There are sixteen books in the Mitch Rapp series, upon which this film is based. Sixteen. That's a lot of pages. A lot of stories to be told. I've never read them, nor did I know there was even a sequel to the original book I keep seeing all over my local Target, but if a book series has lasted that long, surely they're doing something right. Surely, out of the thousands of trees those books have killed, there's a solid story somewhere. Alas, if there is, it fails to find its way to the big screen. Whatever it was that was translated into American Assassin, the title of the eleventh book released but the first chronologically, it sure as hell doesn't do the popularity of the book justice. Let's just hope those other fifteen books remain out of Hollywood's hands. James Bond, this is not.
It needs to be said that the casting in this movie is, without a doubt, its strongest aspect. Of all the primary roles, there's no weak link. Dylan O'Brian brings a lot of sympathy and emotional depth to his character, especially during an intense and unrelenting opening shootout, and he's matched perfectly with Michael Keaton (who I'll get more into in just a moment). Even the occasionally under appreciated/occasionally dreadful Taylor Kitsch gives a solid performance here. None of them are at any fault. They're out here doing their best, attempting to get a new franchise off the ground while yelling viciously into each other's ears. It's just the rest of the film that's complete garbage.
Heck, even the assassin subplot is dropped. Yes, that's the right. This film is titled American ASSASSIN, and yet there's very little assassinating. There's more spying, taking photos and talking to different dudes in suits than there is action.
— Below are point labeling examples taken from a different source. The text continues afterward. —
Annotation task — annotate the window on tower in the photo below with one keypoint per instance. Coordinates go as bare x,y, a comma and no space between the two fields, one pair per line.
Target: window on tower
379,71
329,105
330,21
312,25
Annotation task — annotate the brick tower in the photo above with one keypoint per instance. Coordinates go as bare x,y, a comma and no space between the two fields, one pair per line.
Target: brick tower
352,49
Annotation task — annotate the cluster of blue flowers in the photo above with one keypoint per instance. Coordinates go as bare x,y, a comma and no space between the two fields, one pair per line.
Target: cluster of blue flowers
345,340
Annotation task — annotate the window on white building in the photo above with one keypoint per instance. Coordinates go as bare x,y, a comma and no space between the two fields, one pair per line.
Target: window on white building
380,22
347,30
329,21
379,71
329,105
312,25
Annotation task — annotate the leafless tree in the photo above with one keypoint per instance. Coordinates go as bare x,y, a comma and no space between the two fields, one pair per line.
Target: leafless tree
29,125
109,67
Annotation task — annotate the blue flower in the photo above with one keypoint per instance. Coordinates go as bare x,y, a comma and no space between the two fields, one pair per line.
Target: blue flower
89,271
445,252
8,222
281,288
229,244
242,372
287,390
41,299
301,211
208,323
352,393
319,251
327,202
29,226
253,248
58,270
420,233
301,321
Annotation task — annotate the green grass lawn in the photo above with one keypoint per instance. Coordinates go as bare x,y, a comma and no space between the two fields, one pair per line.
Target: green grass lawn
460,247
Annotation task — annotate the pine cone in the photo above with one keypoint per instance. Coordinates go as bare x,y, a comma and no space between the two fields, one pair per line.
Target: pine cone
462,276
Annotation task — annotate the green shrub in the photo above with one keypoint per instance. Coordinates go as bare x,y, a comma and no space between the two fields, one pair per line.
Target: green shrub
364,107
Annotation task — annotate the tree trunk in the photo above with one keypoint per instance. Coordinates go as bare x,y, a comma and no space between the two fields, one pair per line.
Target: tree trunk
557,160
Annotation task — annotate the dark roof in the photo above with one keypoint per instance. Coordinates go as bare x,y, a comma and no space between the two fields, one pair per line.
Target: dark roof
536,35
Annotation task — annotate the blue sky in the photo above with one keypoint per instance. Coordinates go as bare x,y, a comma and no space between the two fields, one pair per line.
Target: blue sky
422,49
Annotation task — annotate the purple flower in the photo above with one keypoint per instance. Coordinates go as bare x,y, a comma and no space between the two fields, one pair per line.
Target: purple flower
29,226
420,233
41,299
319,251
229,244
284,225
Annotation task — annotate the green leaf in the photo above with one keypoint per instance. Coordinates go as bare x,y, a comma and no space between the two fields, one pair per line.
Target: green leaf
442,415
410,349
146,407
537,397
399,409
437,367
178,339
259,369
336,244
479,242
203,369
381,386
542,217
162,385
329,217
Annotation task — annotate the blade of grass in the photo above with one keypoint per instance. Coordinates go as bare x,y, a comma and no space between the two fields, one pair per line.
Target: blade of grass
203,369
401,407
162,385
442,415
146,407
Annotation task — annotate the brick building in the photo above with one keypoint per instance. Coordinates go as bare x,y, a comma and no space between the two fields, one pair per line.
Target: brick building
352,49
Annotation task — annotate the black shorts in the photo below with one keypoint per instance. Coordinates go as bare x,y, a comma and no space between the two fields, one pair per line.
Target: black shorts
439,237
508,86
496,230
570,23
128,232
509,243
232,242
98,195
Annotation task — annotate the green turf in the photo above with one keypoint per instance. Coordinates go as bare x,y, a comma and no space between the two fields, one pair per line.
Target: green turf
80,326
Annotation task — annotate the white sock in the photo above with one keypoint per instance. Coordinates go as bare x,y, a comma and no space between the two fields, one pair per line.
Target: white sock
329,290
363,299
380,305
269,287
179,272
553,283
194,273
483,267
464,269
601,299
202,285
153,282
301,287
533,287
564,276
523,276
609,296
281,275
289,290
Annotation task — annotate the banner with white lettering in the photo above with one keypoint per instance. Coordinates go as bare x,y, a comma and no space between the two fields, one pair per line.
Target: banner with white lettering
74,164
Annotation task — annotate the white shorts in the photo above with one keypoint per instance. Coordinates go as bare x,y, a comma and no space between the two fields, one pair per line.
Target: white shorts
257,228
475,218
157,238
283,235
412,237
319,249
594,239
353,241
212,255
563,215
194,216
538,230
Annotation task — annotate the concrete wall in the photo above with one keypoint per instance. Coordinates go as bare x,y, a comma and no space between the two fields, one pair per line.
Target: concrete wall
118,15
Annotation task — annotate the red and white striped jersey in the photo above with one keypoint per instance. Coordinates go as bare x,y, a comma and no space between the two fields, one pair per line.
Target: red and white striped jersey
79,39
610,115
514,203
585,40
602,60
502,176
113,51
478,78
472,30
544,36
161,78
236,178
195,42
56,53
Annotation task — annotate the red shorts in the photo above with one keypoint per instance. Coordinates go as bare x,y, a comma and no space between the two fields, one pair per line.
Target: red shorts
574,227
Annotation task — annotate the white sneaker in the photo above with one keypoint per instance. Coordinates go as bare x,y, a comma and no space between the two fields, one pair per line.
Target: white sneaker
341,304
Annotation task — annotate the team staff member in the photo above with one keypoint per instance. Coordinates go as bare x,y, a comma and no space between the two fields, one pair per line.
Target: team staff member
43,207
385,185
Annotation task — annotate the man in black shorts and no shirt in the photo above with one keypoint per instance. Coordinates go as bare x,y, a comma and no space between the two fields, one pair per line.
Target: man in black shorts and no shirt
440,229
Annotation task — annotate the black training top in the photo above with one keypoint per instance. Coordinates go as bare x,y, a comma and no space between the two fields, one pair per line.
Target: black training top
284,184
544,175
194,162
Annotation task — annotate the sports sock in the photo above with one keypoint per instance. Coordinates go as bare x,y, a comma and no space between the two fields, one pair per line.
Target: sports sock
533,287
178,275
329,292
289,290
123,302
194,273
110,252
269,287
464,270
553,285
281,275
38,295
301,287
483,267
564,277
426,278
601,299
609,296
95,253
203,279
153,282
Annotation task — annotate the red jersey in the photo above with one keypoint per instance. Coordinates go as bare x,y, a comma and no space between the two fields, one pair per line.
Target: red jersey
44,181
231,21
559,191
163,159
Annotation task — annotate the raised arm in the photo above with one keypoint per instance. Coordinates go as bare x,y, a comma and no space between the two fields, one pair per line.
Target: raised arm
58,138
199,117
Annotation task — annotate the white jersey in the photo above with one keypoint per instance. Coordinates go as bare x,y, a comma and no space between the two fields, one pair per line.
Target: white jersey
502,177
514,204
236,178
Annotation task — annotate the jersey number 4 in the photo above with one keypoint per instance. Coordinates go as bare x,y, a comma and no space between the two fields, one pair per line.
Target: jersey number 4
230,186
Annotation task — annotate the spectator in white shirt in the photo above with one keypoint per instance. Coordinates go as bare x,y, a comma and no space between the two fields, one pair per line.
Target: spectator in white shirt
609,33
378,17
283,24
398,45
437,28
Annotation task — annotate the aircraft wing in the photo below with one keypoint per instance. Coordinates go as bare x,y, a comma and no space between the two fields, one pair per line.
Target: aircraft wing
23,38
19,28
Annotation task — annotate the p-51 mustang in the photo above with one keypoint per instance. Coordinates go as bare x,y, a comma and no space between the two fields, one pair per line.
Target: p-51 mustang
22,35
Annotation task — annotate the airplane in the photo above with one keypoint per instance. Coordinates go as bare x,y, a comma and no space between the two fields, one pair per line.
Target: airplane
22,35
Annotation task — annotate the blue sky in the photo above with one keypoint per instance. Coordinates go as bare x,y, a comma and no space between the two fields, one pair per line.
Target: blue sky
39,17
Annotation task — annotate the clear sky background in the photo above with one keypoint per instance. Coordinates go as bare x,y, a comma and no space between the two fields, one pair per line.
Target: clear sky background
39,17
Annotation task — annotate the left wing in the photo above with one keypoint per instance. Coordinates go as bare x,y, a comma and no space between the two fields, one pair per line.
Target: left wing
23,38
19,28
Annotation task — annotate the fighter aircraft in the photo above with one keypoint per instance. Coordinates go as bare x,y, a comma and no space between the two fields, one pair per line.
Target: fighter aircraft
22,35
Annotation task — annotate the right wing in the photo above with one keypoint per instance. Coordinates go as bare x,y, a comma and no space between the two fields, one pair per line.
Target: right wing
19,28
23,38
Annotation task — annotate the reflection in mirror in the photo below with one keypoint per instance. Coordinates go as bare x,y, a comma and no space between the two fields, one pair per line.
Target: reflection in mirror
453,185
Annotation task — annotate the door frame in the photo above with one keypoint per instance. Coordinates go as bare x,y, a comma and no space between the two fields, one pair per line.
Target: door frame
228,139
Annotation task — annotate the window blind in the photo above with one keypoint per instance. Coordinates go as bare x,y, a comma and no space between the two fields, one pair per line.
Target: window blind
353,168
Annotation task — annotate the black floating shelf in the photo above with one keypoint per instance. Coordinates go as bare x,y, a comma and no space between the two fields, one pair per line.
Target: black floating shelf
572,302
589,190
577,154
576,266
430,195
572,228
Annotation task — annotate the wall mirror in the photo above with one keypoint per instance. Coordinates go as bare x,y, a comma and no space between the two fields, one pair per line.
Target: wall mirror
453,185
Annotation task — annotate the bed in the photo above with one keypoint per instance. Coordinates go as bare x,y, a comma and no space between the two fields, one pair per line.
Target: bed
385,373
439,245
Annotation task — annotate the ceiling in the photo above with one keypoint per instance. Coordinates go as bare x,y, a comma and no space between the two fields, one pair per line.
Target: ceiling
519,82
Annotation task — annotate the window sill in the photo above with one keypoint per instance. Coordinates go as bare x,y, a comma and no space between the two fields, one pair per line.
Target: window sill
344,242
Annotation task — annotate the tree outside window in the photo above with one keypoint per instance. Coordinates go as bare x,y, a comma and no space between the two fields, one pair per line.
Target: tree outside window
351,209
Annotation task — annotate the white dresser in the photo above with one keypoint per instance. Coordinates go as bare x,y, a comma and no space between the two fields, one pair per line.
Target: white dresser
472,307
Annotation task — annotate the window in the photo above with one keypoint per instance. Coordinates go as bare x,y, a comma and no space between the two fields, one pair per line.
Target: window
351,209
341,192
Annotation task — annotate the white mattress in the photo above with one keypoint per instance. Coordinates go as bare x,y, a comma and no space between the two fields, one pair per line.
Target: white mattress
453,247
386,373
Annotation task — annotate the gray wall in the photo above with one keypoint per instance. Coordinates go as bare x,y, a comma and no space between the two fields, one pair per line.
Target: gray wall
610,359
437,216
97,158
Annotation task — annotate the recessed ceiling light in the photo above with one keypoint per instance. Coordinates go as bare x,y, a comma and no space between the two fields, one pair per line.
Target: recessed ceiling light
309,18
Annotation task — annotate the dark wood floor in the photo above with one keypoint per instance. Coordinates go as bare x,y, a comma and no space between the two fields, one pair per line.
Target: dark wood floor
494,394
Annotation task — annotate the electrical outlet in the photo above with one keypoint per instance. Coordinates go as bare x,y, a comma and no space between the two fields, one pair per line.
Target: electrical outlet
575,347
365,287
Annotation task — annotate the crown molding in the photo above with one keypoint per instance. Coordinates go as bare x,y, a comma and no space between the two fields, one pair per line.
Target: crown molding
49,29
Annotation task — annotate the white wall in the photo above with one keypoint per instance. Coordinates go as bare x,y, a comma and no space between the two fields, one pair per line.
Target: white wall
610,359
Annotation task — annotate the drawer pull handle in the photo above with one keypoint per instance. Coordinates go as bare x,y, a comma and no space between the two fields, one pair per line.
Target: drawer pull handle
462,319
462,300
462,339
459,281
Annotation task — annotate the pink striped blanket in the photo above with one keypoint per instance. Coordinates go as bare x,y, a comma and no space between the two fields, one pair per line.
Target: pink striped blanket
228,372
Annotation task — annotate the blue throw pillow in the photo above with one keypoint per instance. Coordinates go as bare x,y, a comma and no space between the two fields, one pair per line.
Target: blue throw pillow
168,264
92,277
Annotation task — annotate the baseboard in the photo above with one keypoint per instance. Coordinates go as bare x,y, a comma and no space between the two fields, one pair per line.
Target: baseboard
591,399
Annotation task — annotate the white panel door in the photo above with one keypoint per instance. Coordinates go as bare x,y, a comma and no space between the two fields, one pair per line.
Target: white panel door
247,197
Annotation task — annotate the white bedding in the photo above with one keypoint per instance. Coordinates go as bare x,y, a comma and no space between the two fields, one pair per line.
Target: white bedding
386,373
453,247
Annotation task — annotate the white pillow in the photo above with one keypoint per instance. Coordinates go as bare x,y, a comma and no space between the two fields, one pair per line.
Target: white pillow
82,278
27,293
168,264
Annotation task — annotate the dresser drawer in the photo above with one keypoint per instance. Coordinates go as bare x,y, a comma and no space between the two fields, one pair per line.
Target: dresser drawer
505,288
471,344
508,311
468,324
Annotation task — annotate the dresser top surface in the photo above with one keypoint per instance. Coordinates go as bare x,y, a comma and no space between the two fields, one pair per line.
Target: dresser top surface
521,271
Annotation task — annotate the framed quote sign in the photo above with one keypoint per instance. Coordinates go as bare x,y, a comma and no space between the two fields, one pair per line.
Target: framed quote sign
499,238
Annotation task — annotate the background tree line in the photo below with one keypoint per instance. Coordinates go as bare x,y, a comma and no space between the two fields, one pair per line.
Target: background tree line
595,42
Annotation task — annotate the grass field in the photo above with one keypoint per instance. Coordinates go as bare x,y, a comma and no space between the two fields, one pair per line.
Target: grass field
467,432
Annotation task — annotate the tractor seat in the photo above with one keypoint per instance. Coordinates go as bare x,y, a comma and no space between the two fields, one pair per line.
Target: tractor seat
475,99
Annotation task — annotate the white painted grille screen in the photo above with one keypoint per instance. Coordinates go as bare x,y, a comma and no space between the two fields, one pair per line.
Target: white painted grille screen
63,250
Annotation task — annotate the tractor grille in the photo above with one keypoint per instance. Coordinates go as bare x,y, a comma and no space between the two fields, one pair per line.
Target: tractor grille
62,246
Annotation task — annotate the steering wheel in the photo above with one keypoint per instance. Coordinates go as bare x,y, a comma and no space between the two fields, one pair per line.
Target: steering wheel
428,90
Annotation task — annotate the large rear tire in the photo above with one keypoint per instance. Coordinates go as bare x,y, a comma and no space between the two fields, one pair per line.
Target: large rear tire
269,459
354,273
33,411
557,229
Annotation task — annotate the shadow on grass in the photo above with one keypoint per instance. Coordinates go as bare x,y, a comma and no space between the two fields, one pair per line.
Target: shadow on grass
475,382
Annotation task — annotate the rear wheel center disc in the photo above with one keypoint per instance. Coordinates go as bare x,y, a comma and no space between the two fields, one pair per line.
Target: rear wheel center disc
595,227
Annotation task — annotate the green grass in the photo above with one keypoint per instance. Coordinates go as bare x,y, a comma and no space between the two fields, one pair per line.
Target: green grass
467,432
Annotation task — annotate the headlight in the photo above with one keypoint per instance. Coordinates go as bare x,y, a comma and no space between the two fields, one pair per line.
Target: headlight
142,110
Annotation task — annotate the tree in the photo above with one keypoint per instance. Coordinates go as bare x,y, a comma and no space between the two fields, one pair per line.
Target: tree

Granted, the assassin training montage does have some fun moments while it lasts, but it all skims past so fast with virtually no character development whatsoever. Tension and rivalry is constantly set up between Mitch and his fellow trainees, but the supporting characters aren't even given a name. A brief scene in augmented reality shows potential for what this film could've been, but it then decides to spend a quarter of its runtime torturing Michael Keaton's character instead.
Worst of all, you just don't care for the characters either, making the 111-minute runtime feel never-ending. Michael Keaton plays a dick for the sake of being a dick. You're meant to hate him, but ultimately learn to love him, yet everyone just forgives him for the sake of forgiving him. It's never earned. He doesn't have an arc, there's just one forced onto him. And for the sake of not spoiling the movie, I won't point out this second character's name, but they were severely underdeveloped in all the worst ways. They go from the good side to the bad side to maybe the good side again but also definitely the bad side, forced to team up with Mitch for a showdown that feels like it should be emotional but certainly is not. Their character infuriated me.